Dividends are very well funded. The current dividend payout ratio is just 56% of FFO, and management’s recent payout growth of 10.3% should instill confidence in shareholders. Prologis has paid and increased dividends for 10 consecutive years.
Analysts expect revenue to decline slightly this year, but expect accelerating double-digit growth rates in subsequent years. The stock trades at 21 times projected 2024 FFO, which is a fair price if Prologis’s FFO grows 11% to 13% annually, as analysts expect.
2. Blue chip retail REIT
NNN REIT (NNN -1.08%) We specialize in single tenant retail properties. Think fast food restaurants, car washes, and gas stations.
The company owns more than 3,500 properties across the United States, which typically have 10-year leases, providing steady revenue for NNN. This is great in any economy because renters are recession-proof. People still need gasoline and a quick meal on the go through good times and bad.

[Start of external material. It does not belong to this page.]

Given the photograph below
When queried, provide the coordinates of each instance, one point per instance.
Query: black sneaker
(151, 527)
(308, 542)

The company has a long track record of dividend growth to back it up. Management has paid and increased dividends for 35 consecutive years. It also boasts an attractive 5% yield at today’s stock price. Dividends are cushioned by a manageable payout ratio of 64% based on FFO.
You own NNN REIT for stable, high-yield dividends, not growth. Analysts believe FFO will grow at a low single-digit rate over the long term, which warrants a low valuation of 13x current FFO. If you want to earn low-stress passive income, consider this REIT.
3. Self-storage superstar
public repository (PSA -1.23%) It owns 3,300 self-storage centers across the U.S. and, unlike many REITs, operates and manages its properties.

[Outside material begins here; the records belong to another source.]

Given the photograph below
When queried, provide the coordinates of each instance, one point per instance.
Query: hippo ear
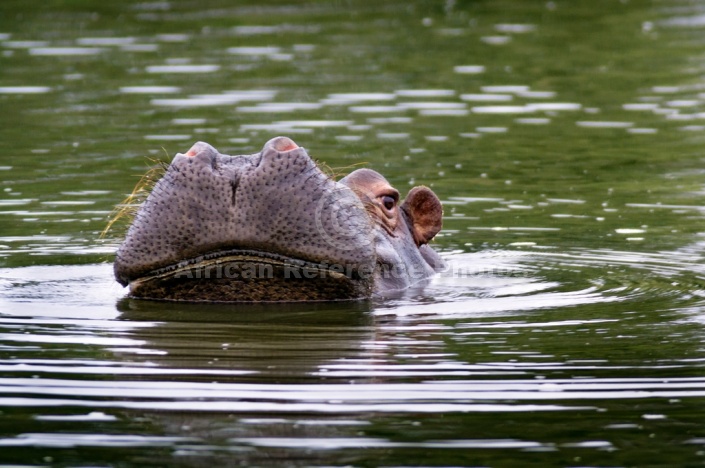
(425, 213)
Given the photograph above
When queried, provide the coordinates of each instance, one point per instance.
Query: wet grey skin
(272, 226)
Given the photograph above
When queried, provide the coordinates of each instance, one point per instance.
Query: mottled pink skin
(275, 201)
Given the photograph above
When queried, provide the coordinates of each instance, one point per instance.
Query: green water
(563, 137)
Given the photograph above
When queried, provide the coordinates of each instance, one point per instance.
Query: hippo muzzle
(270, 226)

The cool thing about Public Storage is that you can easily adjust customer pricing. It has over 22 million customers and the average renter stays for 7-10 months. That’s a good thing, as long as sales aren’t too high.
This company is not a traditional dividend growth stock. Management has paid special dividends before and doesn’t raise its quarterly dividend every year, but that doesn’t necessarily mean there’s anything wrong with the dividend. The dividend payout ratio is healthy at 67% of FFO, and investors receive a yield of more than 4% on the current stock price.

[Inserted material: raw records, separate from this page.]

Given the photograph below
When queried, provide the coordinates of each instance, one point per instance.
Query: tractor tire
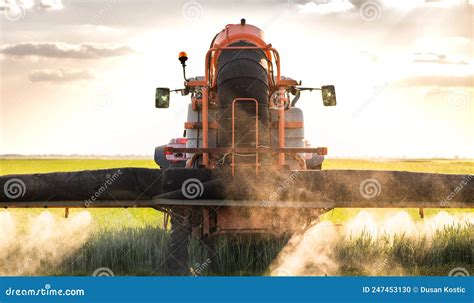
(177, 262)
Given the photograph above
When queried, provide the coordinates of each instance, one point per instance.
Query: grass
(132, 241)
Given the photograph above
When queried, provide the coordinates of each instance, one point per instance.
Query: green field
(133, 241)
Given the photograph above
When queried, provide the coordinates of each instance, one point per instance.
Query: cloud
(60, 75)
(439, 80)
(438, 58)
(63, 50)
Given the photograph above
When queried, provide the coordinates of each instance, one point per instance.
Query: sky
(78, 77)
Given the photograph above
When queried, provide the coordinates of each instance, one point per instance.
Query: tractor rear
(243, 165)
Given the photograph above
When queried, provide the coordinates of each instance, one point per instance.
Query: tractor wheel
(178, 256)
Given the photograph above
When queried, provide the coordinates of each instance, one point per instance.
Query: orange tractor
(243, 165)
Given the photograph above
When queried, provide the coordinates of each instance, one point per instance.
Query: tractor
(243, 165)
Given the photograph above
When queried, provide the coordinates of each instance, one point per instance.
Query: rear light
(168, 150)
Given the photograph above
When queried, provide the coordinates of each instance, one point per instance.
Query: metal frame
(233, 132)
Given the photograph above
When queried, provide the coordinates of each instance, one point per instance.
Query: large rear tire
(177, 262)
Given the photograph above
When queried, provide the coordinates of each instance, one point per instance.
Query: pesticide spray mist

Analysts predict FFO growth will be in the low to mid-single digits over the next few years. This is another REIT that won’t give you a huge bump in growth, but will provide steady income and peace of mind for your portfolio. Today the stock trades at a reasonable 17 times FFO.
Justin Pope has no positions in any of the stocks mentioned. The Motley Fool has a position in and recommends Prologis. The Motley Fool recommends the following options: Buy the January 2026 $90 call on Prologis. The Motley Fool has a disclosure policy.